Porn That Follow You: Can You Cover Up Your Internet Surfing
Are your private Internet habits permanently burned into your hard drive? Tom Weber on what your IT department knows about you—and whether it’s possible to fully cover your tracks.
It’s been an eventful year in the annals of privacy, from the new airport dilemma—digital strip search or physical pat-down?—to WikiLeaks’ reminder that today’s supposedly private emails may be tomorrow’s Internet fodder. The next possible frontier: your laptop.
Or more specifically, where you’ve surfed to on it? When the most powerful government on earth can’t keep its interoffice memos private, do your own secrets stand a chance?
Previously, The Daily Beast identified eight different groups of people with the ability to pry into your private Web surfing, from marketers who track your movements online to nosy neighbors snooping into your WiFi network. (See The Porn Spies in Your Laptop.) But one group intrigued us in particular: the office IT staffer or repair technician who may wind up working on your computer. Can an average person cover their tracks well enough to keep that guy on the corporate help desk from finding out that they’ve been spending time on, say, Manhunt.com? Are your habits safe from even that most everyday of snooper?

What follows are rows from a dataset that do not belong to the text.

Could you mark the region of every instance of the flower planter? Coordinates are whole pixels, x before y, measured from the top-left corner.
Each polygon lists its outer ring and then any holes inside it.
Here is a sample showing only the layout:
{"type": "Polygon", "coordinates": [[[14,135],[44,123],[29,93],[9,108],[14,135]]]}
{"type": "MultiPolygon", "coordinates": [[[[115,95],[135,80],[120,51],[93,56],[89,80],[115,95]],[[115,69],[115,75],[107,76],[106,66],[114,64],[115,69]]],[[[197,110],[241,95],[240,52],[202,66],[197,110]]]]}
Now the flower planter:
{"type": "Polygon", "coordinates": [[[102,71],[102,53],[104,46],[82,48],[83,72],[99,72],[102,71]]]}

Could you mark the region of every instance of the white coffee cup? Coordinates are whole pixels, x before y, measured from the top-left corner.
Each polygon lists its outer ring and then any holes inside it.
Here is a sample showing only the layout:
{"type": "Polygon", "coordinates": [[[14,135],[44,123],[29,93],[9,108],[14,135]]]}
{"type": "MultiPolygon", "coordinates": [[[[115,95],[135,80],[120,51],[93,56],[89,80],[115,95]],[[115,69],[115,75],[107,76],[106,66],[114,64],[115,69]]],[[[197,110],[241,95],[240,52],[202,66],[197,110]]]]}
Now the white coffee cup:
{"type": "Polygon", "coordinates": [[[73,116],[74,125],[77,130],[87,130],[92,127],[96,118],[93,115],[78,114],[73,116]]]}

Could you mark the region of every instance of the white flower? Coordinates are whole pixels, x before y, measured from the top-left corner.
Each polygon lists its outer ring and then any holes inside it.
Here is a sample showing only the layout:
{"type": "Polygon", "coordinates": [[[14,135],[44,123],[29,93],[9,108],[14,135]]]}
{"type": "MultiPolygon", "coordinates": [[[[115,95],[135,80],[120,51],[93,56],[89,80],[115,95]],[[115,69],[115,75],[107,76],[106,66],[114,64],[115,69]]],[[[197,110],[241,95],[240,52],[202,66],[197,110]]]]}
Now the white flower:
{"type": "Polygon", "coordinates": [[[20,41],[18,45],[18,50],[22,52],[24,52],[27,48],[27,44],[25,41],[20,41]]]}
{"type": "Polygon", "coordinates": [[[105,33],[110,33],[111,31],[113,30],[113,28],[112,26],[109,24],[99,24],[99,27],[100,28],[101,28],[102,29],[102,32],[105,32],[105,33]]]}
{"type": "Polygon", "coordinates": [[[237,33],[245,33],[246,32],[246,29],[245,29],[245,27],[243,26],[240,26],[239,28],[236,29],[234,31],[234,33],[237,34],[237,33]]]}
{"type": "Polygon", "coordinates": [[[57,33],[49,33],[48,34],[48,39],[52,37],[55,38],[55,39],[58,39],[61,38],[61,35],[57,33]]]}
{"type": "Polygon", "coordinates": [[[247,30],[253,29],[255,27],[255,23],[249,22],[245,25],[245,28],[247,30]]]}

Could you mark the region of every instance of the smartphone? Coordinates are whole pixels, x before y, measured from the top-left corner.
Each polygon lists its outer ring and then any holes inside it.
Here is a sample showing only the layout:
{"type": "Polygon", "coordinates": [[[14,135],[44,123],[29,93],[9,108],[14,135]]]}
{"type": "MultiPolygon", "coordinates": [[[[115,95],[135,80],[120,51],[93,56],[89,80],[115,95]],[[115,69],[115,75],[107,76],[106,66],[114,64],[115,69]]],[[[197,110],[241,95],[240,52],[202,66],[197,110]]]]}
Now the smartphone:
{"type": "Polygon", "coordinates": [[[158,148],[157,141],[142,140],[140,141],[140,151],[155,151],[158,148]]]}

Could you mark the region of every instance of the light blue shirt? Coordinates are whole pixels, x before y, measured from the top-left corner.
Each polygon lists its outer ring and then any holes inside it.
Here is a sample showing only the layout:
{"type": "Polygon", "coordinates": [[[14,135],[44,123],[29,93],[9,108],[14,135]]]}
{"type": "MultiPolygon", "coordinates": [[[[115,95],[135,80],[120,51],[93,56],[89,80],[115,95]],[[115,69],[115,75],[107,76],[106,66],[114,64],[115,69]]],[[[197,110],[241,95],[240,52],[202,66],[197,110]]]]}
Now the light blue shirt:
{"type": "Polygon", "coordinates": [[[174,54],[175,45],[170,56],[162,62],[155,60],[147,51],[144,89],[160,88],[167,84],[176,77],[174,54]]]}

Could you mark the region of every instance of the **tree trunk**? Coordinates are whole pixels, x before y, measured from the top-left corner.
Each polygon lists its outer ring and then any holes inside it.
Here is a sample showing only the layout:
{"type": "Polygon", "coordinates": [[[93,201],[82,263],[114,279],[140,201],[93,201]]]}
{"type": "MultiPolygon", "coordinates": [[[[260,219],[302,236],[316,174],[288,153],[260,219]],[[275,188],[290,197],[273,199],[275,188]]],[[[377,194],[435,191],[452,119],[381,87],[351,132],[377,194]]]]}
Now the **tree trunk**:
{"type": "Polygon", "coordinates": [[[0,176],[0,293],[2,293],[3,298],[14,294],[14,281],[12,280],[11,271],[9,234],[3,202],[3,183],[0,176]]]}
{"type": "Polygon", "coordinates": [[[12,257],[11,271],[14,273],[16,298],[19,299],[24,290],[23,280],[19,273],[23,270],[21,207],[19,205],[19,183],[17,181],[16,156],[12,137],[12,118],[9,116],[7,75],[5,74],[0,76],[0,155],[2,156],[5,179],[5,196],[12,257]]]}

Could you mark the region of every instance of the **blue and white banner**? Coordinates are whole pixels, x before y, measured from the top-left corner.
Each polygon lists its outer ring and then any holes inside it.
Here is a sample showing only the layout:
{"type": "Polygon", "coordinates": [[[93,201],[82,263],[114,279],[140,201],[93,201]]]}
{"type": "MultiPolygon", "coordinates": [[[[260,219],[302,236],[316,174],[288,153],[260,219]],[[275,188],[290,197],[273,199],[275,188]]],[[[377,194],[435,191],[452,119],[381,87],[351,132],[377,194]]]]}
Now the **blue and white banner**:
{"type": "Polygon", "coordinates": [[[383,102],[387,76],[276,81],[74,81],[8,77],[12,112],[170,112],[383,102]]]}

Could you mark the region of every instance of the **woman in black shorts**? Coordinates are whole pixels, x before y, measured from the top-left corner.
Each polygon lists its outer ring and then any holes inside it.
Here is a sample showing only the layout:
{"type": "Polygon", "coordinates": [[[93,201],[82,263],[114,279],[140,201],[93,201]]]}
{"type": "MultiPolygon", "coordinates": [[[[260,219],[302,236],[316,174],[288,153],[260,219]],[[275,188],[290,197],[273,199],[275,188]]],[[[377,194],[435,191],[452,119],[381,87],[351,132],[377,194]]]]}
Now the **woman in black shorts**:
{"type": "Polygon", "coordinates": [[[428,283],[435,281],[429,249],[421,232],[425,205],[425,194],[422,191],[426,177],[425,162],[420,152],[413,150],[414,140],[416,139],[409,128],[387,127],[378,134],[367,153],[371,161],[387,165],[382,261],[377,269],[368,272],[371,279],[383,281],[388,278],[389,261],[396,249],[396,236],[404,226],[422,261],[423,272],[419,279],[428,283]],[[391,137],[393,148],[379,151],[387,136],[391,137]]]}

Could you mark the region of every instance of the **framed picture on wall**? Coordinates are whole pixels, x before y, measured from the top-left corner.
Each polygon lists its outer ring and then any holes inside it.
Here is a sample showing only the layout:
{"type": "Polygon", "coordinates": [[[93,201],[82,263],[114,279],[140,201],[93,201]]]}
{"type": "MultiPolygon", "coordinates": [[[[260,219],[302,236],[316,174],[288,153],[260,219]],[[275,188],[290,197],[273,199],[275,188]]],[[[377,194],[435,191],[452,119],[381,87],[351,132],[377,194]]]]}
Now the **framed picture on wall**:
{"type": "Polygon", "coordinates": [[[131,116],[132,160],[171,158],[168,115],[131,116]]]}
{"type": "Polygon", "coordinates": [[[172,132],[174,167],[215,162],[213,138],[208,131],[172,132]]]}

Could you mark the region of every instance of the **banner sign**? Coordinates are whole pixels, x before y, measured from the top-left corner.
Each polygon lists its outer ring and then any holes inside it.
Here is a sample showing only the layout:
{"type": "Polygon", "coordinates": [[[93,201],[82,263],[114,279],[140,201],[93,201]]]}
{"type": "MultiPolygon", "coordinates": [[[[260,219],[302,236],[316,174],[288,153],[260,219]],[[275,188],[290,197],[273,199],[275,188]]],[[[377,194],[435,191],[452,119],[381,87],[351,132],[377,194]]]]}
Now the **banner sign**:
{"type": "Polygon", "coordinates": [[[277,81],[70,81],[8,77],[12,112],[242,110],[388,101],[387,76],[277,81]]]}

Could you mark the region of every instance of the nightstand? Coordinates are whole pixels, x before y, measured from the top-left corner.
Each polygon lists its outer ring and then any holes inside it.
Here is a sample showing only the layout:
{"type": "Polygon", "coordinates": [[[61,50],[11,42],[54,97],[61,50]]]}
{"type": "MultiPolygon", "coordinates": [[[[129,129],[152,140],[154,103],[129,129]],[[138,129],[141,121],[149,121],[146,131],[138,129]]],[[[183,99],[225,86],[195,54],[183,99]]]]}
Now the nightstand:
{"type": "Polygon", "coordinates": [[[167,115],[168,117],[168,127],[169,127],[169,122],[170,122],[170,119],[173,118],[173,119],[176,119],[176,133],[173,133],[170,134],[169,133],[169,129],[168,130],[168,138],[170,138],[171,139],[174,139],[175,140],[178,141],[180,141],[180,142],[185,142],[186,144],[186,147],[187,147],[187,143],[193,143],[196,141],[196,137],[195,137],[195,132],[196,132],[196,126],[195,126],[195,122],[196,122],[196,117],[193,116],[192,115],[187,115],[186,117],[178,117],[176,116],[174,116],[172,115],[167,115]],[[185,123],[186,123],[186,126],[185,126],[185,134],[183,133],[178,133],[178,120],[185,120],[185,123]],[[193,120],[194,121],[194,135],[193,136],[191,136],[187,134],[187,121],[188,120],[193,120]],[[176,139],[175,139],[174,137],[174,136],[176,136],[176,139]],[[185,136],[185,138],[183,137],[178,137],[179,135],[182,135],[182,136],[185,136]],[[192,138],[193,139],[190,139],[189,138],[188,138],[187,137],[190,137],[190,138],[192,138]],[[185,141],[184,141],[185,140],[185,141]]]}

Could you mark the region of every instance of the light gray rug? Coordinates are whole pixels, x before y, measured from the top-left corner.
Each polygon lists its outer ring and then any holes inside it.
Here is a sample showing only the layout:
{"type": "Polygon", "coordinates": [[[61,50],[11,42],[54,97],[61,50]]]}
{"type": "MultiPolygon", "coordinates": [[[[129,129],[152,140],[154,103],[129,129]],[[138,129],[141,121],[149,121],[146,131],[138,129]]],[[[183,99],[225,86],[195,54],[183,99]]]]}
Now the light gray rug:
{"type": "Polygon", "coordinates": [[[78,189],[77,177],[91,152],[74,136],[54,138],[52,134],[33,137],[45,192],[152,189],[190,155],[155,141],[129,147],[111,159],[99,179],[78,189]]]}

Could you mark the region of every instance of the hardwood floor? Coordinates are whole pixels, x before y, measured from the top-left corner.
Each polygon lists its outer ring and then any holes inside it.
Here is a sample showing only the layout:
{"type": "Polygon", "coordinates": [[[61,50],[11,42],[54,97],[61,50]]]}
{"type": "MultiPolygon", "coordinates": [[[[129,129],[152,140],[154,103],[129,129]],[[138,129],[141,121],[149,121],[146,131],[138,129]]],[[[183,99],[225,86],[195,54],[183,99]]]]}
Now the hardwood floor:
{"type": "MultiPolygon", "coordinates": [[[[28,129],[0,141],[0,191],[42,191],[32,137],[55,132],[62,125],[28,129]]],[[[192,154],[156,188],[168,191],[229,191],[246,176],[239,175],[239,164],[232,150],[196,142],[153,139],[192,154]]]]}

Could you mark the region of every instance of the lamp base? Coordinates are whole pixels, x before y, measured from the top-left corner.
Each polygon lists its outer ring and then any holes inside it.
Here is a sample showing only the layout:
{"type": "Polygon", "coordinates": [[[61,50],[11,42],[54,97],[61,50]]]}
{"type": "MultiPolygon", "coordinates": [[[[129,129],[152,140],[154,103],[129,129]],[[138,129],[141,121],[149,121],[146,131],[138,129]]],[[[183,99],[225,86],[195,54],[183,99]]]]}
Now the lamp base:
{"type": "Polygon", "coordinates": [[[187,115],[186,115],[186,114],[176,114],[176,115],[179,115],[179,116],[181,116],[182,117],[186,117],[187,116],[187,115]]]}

To learn more, we decided to concoct a test. Specifically, even if you’re scrupulously diligent about clearing the private data from your laptop, can you mask the details of, say, visits to X-rated sites? And if not, how long would it take a corporate IT technician to uncover evidence of your naughty surfing?
Try yes—and a half-hour or so.
That’s right. Thirty minutes of poking around by a skilled geek who gets their hands on your computer is more than enough to turn up what turns you on—even if you think you’ve cleared off your computer.
This isn’t just an academic question. When we began talking to IT staffers about data privacy, it was clear that they’ve seen it all. While they generally don’t snoop on purpose (mainly because they don’t have the time), users’ trails bubble up, such as when one technician we spoke with asked to diagnose a slow laptop, found a hard drive clogged with hardcore.